Precision, Recall, and F1

from sklearn.metrics import accuracy_score, precision_score, recall_score, f1_score

accuracy = accuracy_score(y_test, y_pred)
precision = precision_score(y_test, y_pred)
recall = recall_score(y_test, y_pred)
f1 = f1_score(y_test, y_pred)

accuracy, precision, recall, f1
(0.6375, 0.680327868852459, 0.8137254901960784, 0.7410714285714286)

Interpretation:

  • Precision: among predicted churners, how many truly churned?
  • Recall: among true churners, how many did we catch?
  • F1: balance between precision and recall

Thresholds Change Behavior

By default, classification uses threshold 0.5.

We can change it.

def predict_with_threshold(probs, threshold=0.5):
    return (probs >= threshold).astype(int)
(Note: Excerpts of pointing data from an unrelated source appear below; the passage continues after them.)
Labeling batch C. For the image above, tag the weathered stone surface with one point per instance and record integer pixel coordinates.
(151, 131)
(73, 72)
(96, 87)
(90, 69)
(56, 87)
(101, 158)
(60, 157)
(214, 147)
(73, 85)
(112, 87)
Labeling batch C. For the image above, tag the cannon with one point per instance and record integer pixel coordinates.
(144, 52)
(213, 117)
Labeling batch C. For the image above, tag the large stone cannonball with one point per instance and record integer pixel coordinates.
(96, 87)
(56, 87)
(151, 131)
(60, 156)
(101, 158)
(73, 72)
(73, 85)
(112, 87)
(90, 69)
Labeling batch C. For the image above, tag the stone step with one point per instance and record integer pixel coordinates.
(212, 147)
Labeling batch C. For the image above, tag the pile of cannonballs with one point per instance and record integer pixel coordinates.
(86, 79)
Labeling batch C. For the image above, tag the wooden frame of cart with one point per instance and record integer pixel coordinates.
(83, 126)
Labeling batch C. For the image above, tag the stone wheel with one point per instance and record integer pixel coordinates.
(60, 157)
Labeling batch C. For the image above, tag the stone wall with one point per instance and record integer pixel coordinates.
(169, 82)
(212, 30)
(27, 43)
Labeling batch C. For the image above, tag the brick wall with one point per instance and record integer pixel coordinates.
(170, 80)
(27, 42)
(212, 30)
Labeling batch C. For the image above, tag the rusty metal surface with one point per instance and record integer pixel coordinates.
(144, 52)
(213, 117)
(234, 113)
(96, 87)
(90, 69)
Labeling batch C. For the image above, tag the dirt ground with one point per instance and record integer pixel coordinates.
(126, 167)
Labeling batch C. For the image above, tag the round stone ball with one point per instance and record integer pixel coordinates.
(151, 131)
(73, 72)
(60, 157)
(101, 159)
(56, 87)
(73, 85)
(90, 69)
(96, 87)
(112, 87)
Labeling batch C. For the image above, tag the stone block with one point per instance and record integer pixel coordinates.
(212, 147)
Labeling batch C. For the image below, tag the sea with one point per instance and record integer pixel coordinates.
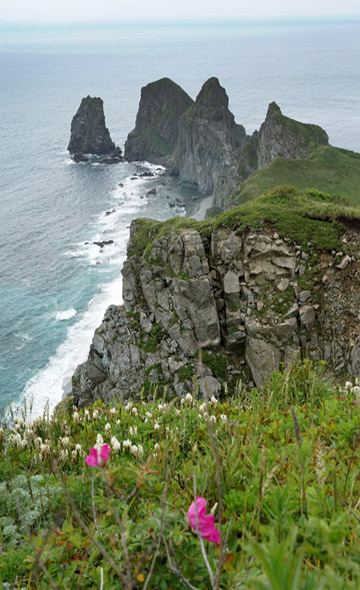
(55, 282)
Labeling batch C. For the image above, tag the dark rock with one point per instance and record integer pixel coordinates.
(208, 136)
(89, 134)
(157, 122)
(103, 243)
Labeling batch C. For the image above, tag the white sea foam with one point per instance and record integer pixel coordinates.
(47, 386)
(65, 315)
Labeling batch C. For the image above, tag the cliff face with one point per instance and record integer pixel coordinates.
(89, 134)
(279, 136)
(157, 123)
(249, 299)
(207, 138)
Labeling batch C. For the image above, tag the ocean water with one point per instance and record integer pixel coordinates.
(55, 284)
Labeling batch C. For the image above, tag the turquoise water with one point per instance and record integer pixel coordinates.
(53, 287)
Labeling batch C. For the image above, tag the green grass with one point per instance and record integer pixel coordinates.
(301, 215)
(289, 490)
(328, 169)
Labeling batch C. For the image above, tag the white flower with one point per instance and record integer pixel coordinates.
(115, 445)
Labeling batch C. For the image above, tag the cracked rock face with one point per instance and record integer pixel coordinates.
(157, 122)
(89, 134)
(208, 136)
(219, 294)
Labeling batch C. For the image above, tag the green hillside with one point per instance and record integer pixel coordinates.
(328, 169)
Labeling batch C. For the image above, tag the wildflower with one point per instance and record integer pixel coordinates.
(98, 458)
(115, 445)
(99, 441)
(356, 390)
(202, 409)
(207, 527)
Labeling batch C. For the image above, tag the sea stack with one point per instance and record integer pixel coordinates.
(157, 122)
(208, 137)
(89, 134)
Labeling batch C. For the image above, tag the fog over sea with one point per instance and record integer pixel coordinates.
(55, 284)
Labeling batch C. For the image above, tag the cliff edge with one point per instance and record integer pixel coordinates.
(260, 285)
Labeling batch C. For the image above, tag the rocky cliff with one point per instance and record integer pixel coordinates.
(157, 122)
(89, 134)
(208, 136)
(279, 136)
(255, 287)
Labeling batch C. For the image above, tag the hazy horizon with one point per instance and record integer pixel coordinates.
(111, 11)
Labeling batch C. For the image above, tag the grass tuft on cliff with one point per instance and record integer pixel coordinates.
(287, 485)
(328, 169)
(302, 216)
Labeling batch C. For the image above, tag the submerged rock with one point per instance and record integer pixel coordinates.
(157, 122)
(89, 134)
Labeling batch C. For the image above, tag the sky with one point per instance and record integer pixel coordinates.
(110, 11)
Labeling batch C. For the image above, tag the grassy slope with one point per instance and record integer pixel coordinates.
(329, 169)
(287, 514)
(300, 215)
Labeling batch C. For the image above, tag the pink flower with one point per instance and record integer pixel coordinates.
(206, 521)
(98, 458)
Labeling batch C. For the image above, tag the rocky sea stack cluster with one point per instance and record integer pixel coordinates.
(234, 297)
(89, 134)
Compare metrics at different thresholds.

thresholds = [0.3, 0.5, 0.7]

rows = []
for t in thresholds:
    y_t = predict_with_threshold(y_prob, threshold=t)
    rows.append({
        "threshold": t,
        "precision": precision_score(y_test, y_t),
        "recall": recall_score(y_test, y_t),
        "f1": f1_score(y_test, y_t)
    })

pd.DataFrame(rows)
threshold precision recall f1
0 0.3 0.647059 0.970588 0.776471
1 0.5 0.680328 0.813725 0.741071
2 0.7 0.786885 0.470588 0.588957

Lower thresholds usually increase recall.
Higher thresholds usually increase precision.


ROC Curve and AUC

The ROC curve summarizes performance across thresholds.
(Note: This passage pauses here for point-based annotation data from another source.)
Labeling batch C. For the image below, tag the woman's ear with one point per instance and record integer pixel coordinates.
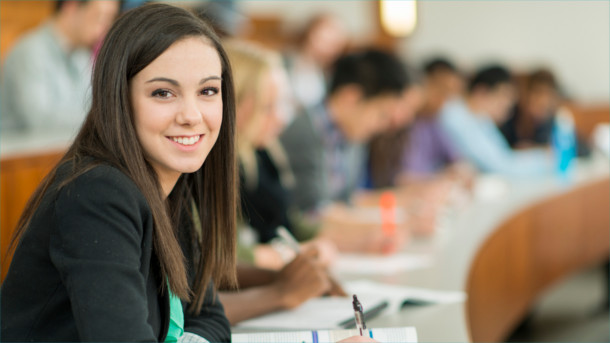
(244, 111)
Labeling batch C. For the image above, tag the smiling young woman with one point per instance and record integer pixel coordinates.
(106, 249)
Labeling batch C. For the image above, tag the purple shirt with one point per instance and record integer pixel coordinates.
(429, 149)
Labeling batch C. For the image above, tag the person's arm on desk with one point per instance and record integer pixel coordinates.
(297, 282)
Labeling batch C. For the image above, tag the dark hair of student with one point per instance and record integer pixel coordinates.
(108, 135)
(374, 71)
(489, 77)
(60, 3)
(438, 64)
(541, 77)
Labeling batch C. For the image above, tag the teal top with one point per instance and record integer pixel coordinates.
(176, 318)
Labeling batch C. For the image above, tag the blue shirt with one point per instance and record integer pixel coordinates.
(479, 141)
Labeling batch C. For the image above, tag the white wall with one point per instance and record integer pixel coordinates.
(355, 14)
(571, 37)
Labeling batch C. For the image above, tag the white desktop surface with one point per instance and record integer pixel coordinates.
(453, 247)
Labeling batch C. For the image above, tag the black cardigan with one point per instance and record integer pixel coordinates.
(85, 270)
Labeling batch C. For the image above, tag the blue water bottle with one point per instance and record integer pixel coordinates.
(564, 143)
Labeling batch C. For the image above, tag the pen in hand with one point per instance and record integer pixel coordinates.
(359, 316)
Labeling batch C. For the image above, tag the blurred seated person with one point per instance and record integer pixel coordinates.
(265, 175)
(471, 123)
(46, 76)
(322, 41)
(428, 150)
(258, 77)
(325, 144)
(531, 120)
(420, 198)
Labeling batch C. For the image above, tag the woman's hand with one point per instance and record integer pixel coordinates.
(301, 280)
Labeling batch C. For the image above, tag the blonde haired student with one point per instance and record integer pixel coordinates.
(259, 80)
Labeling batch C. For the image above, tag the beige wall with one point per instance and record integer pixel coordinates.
(572, 37)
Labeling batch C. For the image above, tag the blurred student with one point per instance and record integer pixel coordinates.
(265, 174)
(258, 76)
(325, 145)
(46, 76)
(323, 40)
(386, 149)
(107, 247)
(420, 197)
(531, 121)
(471, 124)
(428, 150)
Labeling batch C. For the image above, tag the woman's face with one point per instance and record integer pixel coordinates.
(177, 106)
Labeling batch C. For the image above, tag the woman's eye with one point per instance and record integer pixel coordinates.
(210, 91)
(161, 93)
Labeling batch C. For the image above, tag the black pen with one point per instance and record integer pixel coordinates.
(360, 325)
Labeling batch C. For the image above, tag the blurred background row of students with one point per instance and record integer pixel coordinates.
(323, 130)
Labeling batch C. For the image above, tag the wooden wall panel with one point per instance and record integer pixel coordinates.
(19, 178)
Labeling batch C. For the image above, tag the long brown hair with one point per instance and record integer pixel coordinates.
(108, 135)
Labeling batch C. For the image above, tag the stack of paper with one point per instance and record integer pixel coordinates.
(335, 312)
(386, 335)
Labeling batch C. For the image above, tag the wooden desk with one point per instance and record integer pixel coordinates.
(533, 249)
(25, 159)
import matplotlib.pyplot as plt
from sklearn.metrics import roc_curve, roc_auc_score

fpr, tpr, thr = roc_curve(y_test, y_prob)
auc = roc_auc_score(y_test, y_prob)

auc
0.6511156186612576

Plot the ROC curve.

fig, ax = plt.subplots()
ax.plot(fpr, tpr)
ax.set_xlabel("False Positive Rate")
ax.set_ylabel("True Positive Rate")
ax.set_title("ROC Curve")
plt.show()

AUC ranges from 0.5 (no skill) to 1.0 (perfect separation).


Cross-Validation

A single train/test split can be noisy.

Cross-validation provides a more stable estimate of generalization.
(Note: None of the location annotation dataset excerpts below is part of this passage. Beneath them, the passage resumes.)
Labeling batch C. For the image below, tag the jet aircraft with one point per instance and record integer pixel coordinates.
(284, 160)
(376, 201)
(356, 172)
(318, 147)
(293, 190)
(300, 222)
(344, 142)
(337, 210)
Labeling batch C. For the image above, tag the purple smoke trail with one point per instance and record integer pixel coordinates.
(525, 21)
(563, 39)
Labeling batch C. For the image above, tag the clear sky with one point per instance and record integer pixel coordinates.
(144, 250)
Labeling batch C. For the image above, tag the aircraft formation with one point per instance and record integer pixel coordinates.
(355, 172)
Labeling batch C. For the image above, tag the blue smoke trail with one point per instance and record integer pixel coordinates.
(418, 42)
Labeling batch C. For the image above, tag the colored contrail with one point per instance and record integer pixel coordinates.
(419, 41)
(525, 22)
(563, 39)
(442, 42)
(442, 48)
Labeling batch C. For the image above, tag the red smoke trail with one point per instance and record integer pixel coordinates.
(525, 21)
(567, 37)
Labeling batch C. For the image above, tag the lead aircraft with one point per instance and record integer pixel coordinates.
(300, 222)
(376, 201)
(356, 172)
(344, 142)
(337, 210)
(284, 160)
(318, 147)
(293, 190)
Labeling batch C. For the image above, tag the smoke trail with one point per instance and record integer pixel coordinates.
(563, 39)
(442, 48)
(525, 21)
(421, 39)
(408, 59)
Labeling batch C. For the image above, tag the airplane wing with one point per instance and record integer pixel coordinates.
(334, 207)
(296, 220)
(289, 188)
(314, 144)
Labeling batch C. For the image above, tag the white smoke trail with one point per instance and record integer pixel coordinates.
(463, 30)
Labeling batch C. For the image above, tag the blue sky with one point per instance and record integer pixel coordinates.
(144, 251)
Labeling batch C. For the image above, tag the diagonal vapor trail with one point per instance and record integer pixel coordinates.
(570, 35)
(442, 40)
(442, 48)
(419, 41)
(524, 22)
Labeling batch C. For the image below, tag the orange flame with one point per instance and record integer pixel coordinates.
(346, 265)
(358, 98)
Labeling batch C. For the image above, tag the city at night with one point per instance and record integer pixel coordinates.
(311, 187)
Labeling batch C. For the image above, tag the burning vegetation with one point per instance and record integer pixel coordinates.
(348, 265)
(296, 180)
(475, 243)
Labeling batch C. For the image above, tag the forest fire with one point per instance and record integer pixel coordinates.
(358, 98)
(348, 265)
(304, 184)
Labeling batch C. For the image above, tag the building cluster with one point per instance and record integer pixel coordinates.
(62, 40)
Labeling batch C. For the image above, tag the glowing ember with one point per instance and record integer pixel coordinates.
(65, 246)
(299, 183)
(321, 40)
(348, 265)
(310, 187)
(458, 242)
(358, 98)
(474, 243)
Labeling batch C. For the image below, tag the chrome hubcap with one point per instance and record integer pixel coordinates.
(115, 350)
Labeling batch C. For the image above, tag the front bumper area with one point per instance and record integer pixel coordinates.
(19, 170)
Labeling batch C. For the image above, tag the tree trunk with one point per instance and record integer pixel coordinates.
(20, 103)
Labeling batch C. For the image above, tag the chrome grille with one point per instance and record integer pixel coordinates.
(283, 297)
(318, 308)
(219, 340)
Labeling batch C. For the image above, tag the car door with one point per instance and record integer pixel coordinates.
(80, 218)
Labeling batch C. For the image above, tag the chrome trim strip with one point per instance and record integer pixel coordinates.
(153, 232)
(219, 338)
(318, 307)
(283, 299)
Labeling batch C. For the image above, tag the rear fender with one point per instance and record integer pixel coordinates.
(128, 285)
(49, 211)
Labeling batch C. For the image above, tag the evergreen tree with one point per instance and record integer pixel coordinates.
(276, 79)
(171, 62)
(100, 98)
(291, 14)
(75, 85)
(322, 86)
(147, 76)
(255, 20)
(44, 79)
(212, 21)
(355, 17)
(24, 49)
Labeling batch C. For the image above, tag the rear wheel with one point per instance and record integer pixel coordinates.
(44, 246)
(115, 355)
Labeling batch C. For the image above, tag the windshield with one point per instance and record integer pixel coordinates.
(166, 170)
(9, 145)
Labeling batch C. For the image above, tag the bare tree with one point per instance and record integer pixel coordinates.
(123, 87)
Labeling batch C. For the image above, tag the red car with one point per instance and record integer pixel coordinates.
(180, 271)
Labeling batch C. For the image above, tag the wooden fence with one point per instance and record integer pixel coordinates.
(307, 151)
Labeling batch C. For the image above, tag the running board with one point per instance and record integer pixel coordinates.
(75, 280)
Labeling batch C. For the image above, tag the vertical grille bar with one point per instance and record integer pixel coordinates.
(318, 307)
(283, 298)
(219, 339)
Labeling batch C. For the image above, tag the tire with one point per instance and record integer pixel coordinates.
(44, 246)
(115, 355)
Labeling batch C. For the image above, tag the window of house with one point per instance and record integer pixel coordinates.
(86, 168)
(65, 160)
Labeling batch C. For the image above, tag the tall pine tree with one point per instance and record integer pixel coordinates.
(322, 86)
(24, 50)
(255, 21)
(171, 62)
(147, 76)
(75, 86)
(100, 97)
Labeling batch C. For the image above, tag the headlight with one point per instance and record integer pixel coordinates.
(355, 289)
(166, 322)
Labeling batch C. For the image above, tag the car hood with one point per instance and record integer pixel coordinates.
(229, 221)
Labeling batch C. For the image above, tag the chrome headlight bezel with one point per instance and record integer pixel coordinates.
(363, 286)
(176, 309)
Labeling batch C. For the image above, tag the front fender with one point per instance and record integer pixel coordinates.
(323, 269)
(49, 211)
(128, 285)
from sklearn.model_selection import cross_val_score

scores = cross_val_score(clf, X, y, cv=5, scoring="f1")
scores, scores.mean()
(array([0.74782609, 0.75862069, 0.80869565, 0.74178404, 0.79475983]),
 np.float64(0.7703372583343606))

Looking Ahead

In the next lesson, we will focus on overfitting and regularization.

The goal is not to chase metrics.

The goal is to build models that generalize.